I’m a postdoctoral researcher in gravitational wave (GW) astrophysics, currently based at IFAE, in Barcelona. My work is at the intersection of instrumentation and data analysis in GW experiments, being my three main lines of research the understanding and mitigation of scattered light (SL) in GW detectors, exploring the potential existence of primordial black holes (PBHs) and developing new machine learning (ML) tools to analyze the gathered data.

While my main research area is physics, I also majored in Economics and I obtained a master’s degree in financial risk management, so I have been able to teach in two business schools about data science, coding and quantitative finance. This crossover among various disciplines allows me to have a breadth of knowledge across these two very different areas and be involve in teaching, something that I truly love.

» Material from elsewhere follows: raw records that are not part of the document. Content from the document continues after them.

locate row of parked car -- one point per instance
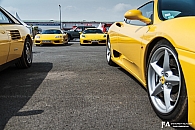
(87, 35)
(155, 44)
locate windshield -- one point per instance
(92, 31)
(169, 9)
(51, 32)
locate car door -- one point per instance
(130, 39)
(4, 40)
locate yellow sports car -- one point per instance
(155, 43)
(15, 42)
(51, 36)
(93, 36)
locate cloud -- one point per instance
(122, 7)
(12, 10)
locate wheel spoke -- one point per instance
(157, 68)
(158, 89)
(174, 80)
(166, 62)
(167, 96)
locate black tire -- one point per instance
(25, 61)
(166, 85)
(109, 54)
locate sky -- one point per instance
(71, 10)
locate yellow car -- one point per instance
(15, 42)
(156, 44)
(51, 36)
(92, 36)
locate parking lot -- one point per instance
(72, 88)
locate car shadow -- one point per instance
(53, 45)
(17, 86)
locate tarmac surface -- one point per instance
(73, 88)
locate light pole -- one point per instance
(60, 16)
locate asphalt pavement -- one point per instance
(73, 88)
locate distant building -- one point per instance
(66, 25)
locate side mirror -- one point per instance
(136, 15)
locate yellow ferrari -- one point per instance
(156, 44)
(15, 42)
(51, 36)
(92, 36)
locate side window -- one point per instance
(3, 18)
(147, 11)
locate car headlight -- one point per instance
(37, 36)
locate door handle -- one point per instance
(2, 31)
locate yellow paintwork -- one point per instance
(11, 49)
(52, 38)
(90, 38)
(132, 42)
(136, 15)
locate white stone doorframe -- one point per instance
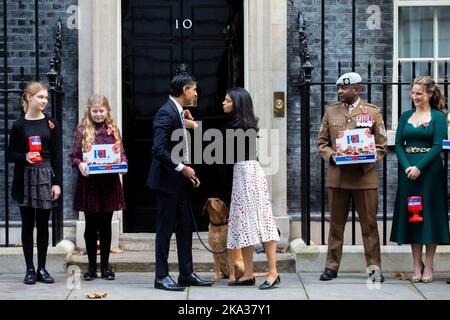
(265, 34)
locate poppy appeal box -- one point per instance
(104, 158)
(355, 146)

I believe that meaningful progress often happens at the edge of fields, where different ways of thinking can collide.

I completed my PhD in Physics at UAB and IFAE in 2025. As part of my thesis, I worked on the simulation of SL and the impact of this noise in GW detectors, the development of a new pipeline to search for PBHs using continuous gravitational waves, another one to search for sub-solar mass events in asymmetric binaries using ML tools and making a population analysis of the detected events by the LIGO-Virgo-KAGRA experiments.

Beyond research, I enjoy reading (I am a huge fan of Brandon Sanderson), playing the piano, hiking with my dogs, traveling, learning new languages, cooking (or well, eating), but above all, spending time with friends and family, to evade myself from science.